Wer als Erbe Anspruch auf einen Pflichtteil der Hinterlassenschaft hat, muss relativ schnell handeln.
Denn dieser sogenannte Pflichtteilanspruch verjährt bereits nach drei Jahren von dem Zeitpunkt an, an dem der Berechtigte vom Erbfall erfahren hat.
Der Pflichtteil ist ein persönlicher Anspruch auf Zahlung einer Geldsumme in Höhe der Hälfte des gesetzlichen Erbteils. Der Pflichtteil kann nur unter bestimmten engen Voraussetzungen entzogen werden, beispielsweise bei Erbunwürdigkeit.
Erbunwürdigkeit
Gesetzlich sind die Gründe der Erbunwürdigkeit in Paragraf 2339 BGB (Bürgerliches Gesetzbuch) geregelt. Erbunwürdig ist derjenige, der vorsätzlich den Erblasser tötete oder es versucht hat.
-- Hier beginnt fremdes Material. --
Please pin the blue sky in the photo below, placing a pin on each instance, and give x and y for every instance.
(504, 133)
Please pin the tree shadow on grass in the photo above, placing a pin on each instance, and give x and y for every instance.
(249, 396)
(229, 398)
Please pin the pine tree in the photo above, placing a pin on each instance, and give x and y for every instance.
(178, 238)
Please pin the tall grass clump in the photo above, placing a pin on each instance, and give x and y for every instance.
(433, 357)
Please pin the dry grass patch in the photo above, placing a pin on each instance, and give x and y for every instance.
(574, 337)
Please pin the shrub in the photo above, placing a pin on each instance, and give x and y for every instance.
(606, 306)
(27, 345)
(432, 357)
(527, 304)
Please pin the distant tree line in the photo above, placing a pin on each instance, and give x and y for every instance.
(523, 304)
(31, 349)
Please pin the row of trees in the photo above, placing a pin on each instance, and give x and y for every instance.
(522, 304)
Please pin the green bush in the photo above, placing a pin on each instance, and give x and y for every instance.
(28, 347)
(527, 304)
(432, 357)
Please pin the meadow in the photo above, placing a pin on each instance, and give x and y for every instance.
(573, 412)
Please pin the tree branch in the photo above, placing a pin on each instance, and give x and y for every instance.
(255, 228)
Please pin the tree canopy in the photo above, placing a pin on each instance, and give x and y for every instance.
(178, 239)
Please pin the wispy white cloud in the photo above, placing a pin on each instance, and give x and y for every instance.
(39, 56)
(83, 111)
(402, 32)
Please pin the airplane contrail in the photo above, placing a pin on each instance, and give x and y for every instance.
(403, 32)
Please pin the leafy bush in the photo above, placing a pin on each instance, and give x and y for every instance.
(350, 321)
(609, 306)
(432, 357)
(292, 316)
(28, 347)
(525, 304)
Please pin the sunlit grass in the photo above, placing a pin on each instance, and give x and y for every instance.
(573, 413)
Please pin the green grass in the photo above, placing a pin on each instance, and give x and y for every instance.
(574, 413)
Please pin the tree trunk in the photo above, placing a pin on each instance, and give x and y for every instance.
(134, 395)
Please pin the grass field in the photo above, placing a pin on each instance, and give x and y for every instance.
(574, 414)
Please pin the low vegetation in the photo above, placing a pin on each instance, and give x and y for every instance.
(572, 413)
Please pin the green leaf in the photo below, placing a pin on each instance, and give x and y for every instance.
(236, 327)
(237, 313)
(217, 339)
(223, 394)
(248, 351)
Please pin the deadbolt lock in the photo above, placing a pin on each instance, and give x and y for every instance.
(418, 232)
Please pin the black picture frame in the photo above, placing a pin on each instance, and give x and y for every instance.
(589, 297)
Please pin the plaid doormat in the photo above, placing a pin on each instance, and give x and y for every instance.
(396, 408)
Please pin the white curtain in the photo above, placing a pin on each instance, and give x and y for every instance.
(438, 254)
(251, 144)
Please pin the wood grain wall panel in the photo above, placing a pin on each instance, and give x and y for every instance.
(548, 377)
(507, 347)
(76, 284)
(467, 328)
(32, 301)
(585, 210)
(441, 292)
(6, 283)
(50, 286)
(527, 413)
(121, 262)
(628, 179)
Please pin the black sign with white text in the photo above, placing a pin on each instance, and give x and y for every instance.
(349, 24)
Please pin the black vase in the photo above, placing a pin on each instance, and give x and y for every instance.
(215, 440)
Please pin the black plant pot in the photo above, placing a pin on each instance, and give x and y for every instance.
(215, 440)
Das gleiche gilt auch für denjenigen, der den Erblasser vorsätzlich und widerrechtlich daran hinderte, ein Testament zu erstellen oder zu ändern.
Kein Anspruch auf ein Erbe hat auch, wer durch arglistige Täuschung oder Drohung den Erblasser zur Erstellung oder Änderung eines Testaments bewegte oder wer ein Testament gefälscht hat. Ein Streit zwischen Eltern und Kindern oder die Tatsache, dass jahrelang kein Kontakt bestand, reichen also nicht für eine Erbunwürdigkeit.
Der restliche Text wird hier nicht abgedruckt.